Debian Linux Distribution Reference
Installation
Debian Linux distribution Codenamed Jessie was released April 25, 2015.
The installer boot screen looks like this:
Installer boot menu Install Graphical install Advanced options > Help Install with speech synthesis
Kernel Selection: linux-image-486, linux-image-586, linux-image-686-pae are all meta packages which will install one of the these two: linux-image-3.16.0-4-586 and linux-image-3.16.0-4-686-pae
The advantage to the meta package is that it will ensure that the kernel gets a release (version) upgrade - in a stable release this is not so important, but it's best to install the meta package anyway.
585 kernel is for older 586 class CPUs while 686-pae is for newer 686 class CPUs with PAE/NX bit support.
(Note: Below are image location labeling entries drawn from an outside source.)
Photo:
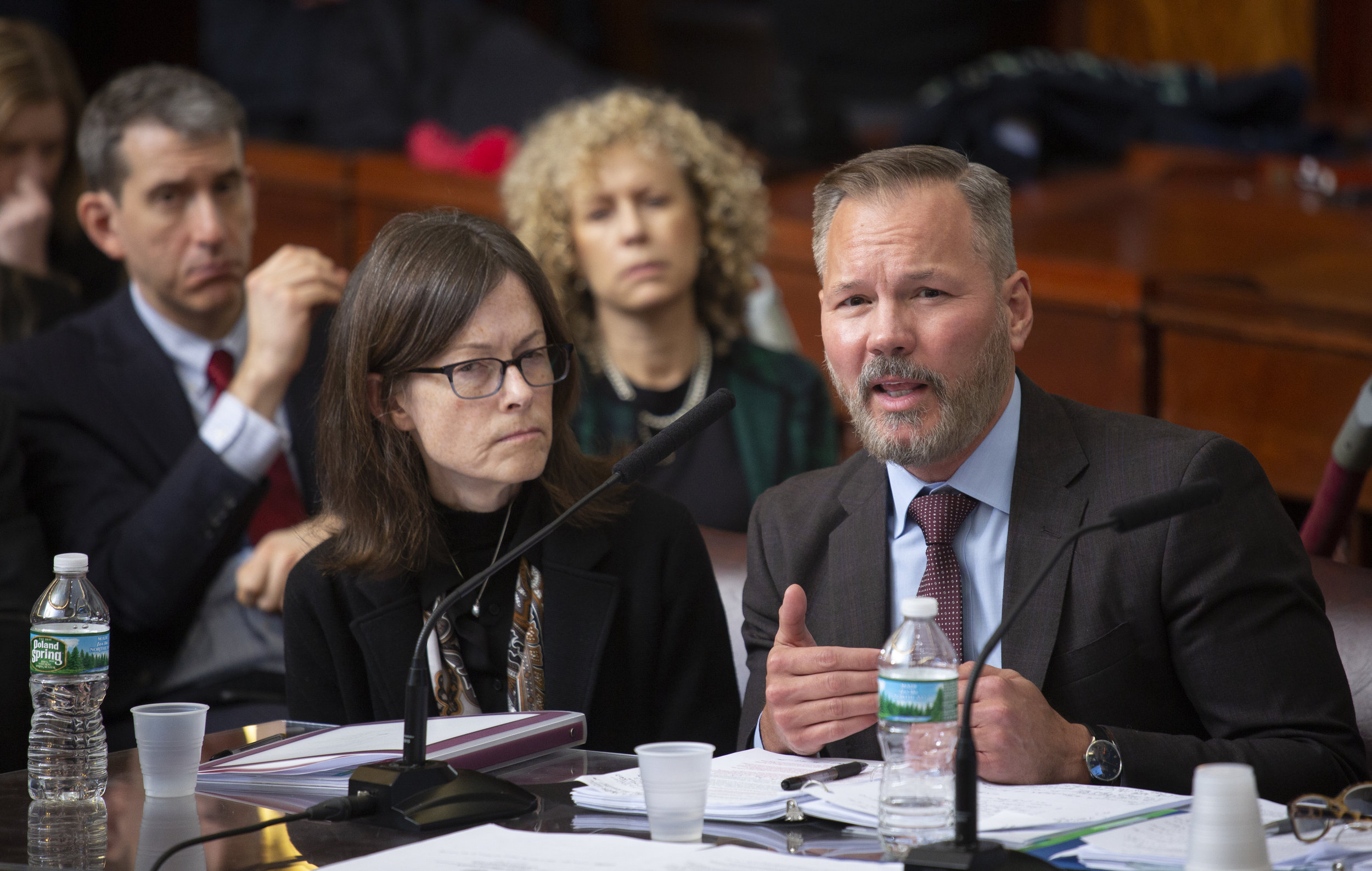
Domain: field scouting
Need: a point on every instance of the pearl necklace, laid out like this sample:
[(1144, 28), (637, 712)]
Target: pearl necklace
[(695, 391)]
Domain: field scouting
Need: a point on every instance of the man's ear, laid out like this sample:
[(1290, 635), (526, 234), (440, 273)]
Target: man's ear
[(99, 216), (386, 408), (1014, 291)]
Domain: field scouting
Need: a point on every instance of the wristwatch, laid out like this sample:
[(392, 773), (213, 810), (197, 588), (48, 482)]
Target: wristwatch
[(1102, 756)]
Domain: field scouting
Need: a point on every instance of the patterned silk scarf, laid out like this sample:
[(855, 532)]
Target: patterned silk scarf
[(525, 659)]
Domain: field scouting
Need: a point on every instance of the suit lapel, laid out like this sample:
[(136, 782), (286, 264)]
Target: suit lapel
[(1043, 510), (852, 606), (386, 637), (578, 612), (139, 375)]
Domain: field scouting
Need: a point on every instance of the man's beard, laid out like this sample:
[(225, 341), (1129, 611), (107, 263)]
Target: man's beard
[(965, 409)]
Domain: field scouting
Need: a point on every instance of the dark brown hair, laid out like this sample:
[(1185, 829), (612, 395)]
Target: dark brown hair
[(415, 290)]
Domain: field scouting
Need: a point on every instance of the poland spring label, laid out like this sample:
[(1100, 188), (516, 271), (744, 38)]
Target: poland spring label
[(917, 701), (69, 653)]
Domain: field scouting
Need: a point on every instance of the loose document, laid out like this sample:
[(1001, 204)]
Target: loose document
[(747, 788), (490, 847)]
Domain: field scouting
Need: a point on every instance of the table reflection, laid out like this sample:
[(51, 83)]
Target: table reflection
[(127, 831)]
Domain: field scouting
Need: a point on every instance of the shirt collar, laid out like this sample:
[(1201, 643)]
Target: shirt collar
[(987, 475), (188, 350)]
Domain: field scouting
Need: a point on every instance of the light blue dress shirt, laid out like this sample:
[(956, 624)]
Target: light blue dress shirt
[(980, 545), (224, 637)]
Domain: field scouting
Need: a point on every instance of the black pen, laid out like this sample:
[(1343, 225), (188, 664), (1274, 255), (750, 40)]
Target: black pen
[(260, 743), (837, 773)]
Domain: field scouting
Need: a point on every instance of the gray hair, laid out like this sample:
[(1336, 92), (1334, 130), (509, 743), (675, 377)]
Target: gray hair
[(896, 169), (173, 97)]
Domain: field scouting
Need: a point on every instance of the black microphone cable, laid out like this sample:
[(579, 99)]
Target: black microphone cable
[(339, 808)]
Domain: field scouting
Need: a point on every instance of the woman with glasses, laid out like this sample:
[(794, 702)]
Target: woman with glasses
[(649, 224), (445, 442)]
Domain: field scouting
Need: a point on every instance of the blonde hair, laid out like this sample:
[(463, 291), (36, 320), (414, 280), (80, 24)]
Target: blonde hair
[(35, 68), (730, 198)]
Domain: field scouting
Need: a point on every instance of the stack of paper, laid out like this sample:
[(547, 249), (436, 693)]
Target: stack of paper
[(492, 847), (744, 788), (319, 765), (1161, 844), (1014, 815)]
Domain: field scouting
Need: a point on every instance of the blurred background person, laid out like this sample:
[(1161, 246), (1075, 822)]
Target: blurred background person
[(649, 223), (445, 415), (169, 432), (47, 267)]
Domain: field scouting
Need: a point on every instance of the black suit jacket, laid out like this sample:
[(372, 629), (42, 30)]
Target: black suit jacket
[(634, 634), (1198, 639), (117, 469)]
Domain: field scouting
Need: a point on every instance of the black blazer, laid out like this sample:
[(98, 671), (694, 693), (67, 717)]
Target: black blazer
[(634, 634), (116, 469), (1195, 641)]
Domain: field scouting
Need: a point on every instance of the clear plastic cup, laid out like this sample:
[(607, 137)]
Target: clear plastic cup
[(169, 737), (1225, 826), (676, 779)]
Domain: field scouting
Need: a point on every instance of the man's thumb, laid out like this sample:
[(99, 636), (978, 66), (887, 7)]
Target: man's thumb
[(791, 619)]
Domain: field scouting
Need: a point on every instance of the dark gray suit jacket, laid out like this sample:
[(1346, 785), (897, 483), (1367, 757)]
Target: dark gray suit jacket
[(1198, 639)]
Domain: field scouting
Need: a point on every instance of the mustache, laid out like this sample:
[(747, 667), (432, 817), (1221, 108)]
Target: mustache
[(899, 368)]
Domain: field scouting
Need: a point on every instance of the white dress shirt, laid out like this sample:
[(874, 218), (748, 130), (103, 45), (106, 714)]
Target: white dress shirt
[(226, 637), (980, 545)]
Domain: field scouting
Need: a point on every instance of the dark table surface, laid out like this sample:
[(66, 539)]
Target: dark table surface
[(138, 829)]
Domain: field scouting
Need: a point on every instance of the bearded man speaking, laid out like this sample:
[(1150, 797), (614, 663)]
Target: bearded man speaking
[(1193, 641)]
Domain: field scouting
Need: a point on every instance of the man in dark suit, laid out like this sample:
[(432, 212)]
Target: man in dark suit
[(1191, 641), (171, 431)]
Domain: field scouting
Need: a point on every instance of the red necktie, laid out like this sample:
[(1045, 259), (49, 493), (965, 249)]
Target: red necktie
[(940, 515), (282, 505)]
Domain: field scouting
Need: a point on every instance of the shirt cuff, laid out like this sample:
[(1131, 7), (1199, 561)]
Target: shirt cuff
[(243, 439)]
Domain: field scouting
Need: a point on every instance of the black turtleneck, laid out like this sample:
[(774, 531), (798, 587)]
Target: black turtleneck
[(471, 541)]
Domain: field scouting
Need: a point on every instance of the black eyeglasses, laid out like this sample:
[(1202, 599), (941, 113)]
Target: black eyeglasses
[(482, 378)]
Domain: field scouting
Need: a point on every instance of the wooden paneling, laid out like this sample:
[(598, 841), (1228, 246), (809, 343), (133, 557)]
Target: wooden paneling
[(1088, 338), (1227, 35), (305, 196), (387, 186), (1283, 404)]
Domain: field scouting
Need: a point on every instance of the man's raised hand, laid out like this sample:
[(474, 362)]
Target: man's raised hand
[(814, 694), (283, 297)]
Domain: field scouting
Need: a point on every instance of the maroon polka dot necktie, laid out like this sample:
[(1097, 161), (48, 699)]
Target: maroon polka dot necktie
[(940, 515), (282, 507)]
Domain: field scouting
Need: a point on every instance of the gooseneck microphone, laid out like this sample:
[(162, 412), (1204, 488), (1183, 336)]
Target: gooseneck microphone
[(405, 781), (966, 851)]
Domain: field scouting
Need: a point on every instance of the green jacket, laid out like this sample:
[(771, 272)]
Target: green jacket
[(783, 424)]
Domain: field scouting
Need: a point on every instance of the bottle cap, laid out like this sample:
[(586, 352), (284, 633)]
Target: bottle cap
[(70, 563), (918, 606)]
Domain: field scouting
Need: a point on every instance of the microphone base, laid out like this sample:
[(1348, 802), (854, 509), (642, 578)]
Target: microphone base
[(435, 796), (986, 856)]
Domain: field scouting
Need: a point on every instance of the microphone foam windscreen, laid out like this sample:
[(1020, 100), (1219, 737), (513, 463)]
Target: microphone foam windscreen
[(677, 434)]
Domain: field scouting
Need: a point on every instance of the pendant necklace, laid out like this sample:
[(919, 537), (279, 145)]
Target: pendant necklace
[(695, 391), (476, 605)]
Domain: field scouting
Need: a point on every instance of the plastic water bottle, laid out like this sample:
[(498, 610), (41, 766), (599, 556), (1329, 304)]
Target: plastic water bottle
[(918, 727), (69, 674), (69, 834)]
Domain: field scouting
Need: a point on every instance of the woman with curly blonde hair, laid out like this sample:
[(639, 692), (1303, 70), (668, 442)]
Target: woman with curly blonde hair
[(649, 223)]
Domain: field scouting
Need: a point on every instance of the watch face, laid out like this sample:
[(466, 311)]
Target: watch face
[(1104, 760)]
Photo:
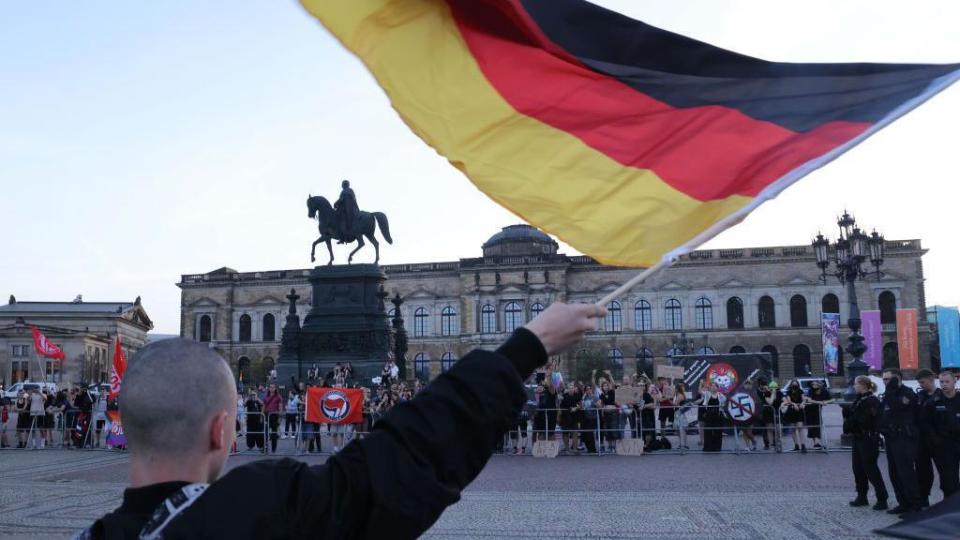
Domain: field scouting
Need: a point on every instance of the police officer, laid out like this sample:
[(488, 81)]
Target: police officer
[(860, 420), (928, 389), (898, 424), (945, 411)]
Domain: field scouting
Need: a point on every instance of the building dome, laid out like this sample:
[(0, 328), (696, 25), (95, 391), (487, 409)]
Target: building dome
[(519, 240)]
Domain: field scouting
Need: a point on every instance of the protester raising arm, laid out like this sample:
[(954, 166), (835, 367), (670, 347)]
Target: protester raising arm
[(394, 483)]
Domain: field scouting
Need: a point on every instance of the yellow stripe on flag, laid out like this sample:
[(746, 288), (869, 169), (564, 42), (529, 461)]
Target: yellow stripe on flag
[(618, 215)]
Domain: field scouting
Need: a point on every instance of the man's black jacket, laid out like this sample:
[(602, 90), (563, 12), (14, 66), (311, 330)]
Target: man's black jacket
[(392, 484)]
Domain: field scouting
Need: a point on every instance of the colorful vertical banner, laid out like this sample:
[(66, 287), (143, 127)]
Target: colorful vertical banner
[(872, 332), (907, 338), (830, 332), (948, 328)]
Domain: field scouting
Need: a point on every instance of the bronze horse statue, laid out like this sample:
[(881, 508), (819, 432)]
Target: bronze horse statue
[(366, 224)]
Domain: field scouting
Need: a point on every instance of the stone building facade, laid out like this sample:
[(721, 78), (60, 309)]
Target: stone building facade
[(85, 331), (731, 300)]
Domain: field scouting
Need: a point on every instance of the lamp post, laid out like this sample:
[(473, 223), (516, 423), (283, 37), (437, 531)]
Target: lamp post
[(852, 252)]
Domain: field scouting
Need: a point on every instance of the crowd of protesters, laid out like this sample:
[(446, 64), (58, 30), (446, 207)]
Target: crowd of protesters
[(592, 416)]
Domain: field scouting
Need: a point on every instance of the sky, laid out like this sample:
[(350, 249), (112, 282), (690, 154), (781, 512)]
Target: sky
[(142, 141)]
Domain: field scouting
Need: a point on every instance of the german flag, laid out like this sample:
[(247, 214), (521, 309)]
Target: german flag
[(630, 143)]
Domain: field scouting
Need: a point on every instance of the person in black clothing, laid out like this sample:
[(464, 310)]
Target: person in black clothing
[(861, 420), (924, 465), (945, 411), (900, 434), (393, 484)]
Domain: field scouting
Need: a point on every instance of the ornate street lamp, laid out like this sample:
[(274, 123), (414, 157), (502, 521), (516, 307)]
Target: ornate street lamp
[(853, 251)]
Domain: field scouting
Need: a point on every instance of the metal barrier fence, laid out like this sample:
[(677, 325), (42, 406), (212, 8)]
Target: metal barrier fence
[(582, 431)]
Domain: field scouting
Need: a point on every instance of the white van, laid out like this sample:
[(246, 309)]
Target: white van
[(14, 390)]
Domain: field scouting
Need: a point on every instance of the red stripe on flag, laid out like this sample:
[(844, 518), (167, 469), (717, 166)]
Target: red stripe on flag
[(708, 153)]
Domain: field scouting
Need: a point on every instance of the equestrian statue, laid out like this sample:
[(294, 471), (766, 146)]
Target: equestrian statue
[(344, 222)]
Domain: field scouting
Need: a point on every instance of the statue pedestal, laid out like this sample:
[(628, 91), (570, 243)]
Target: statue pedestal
[(347, 322)]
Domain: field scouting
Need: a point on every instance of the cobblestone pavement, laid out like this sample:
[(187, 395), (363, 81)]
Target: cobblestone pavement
[(52, 493)]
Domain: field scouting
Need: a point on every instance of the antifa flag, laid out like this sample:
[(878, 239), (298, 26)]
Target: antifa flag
[(45, 347), (630, 143), (115, 436), (334, 405)]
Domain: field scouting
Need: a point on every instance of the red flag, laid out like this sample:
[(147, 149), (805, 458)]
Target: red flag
[(119, 367), (335, 405), (45, 347)]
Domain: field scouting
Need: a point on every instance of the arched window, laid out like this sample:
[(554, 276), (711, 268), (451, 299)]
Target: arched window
[(245, 327), (448, 321), (488, 319), (801, 361), (672, 315), (512, 316), (421, 367), (206, 328), (447, 361), (613, 322), (798, 311), (645, 362), (766, 316), (891, 355), (888, 308), (616, 360), (269, 327), (420, 318), (830, 303), (643, 315), (734, 313), (774, 359), (704, 313)]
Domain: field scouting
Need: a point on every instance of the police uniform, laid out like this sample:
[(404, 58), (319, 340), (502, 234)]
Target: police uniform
[(898, 424), (861, 422), (945, 413), (393, 484), (925, 445)]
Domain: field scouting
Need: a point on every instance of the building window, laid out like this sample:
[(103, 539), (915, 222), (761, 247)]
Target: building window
[(891, 355), (420, 318), (672, 316), (798, 311), (735, 313), (645, 362), (206, 328), (801, 361), (512, 316), (616, 362), (774, 359), (830, 303), (421, 367), (643, 316), (245, 327), (704, 313), (448, 321), (19, 371), (888, 308), (765, 313), (447, 361), (269, 327), (613, 322), (488, 319)]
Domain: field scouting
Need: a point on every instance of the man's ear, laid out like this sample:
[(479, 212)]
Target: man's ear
[(217, 435)]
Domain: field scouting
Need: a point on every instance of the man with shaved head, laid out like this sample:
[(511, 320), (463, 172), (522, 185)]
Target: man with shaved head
[(179, 413)]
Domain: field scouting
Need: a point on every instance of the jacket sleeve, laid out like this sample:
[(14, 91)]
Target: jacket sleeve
[(397, 481)]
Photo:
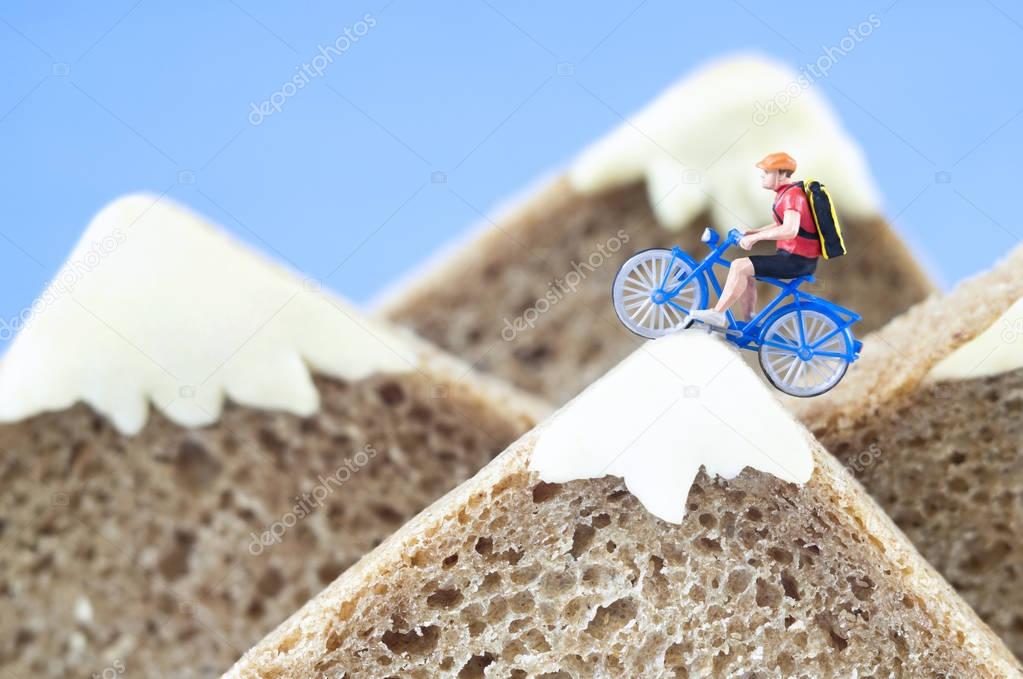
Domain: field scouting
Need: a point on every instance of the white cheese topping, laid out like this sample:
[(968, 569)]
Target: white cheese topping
[(697, 144), (676, 404), (997, 350), (156, 305)]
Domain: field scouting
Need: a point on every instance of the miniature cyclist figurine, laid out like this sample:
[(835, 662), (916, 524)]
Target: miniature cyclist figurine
[(795, 231)]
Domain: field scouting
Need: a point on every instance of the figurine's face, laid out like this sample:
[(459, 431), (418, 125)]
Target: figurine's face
[(770, 179)]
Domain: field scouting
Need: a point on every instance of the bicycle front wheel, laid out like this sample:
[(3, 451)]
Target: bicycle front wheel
[(640, 290)]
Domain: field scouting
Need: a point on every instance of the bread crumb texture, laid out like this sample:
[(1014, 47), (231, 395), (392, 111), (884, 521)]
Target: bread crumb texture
[(169, 553), (942, 458), (526, 579), (550, 285)]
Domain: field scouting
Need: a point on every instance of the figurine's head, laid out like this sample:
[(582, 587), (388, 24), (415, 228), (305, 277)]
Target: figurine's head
[(776, 169)]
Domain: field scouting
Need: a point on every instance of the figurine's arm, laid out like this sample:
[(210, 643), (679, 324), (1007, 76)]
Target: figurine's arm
[(787, 229)]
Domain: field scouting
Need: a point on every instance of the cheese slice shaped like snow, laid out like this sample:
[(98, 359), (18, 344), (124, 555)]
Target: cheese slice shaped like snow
[(154, 305), (676, 404), (697, 145), (997, 350)]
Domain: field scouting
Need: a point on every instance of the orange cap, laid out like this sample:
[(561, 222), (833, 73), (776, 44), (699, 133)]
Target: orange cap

Find out if your CPU support PAE/NX and install the relevant kernel meta package.
PAE stands for Physical Address Extension. Normally a 32-bit OS will only be able to access 4GB of RAM while essentially using only 3GB. PAE enables 32-bit processors to access more than 4GB RAM. NX stands for No Execute page protection. NX processor bit allows the processor to help and safeguard PC from malicious attacks. See Technize.net for more info.
Package Mirror: During install you will be asked what mirror to pull additional packages from. You can use ftp.debian.org although you should note that ftp.debian.org is not canonical location of Debian packages, instead it is merely one of several servers that get updated from an internal Debian server.
Configuration
Remote Connection
Install sshd to allow remote secure shell connection to the terminal.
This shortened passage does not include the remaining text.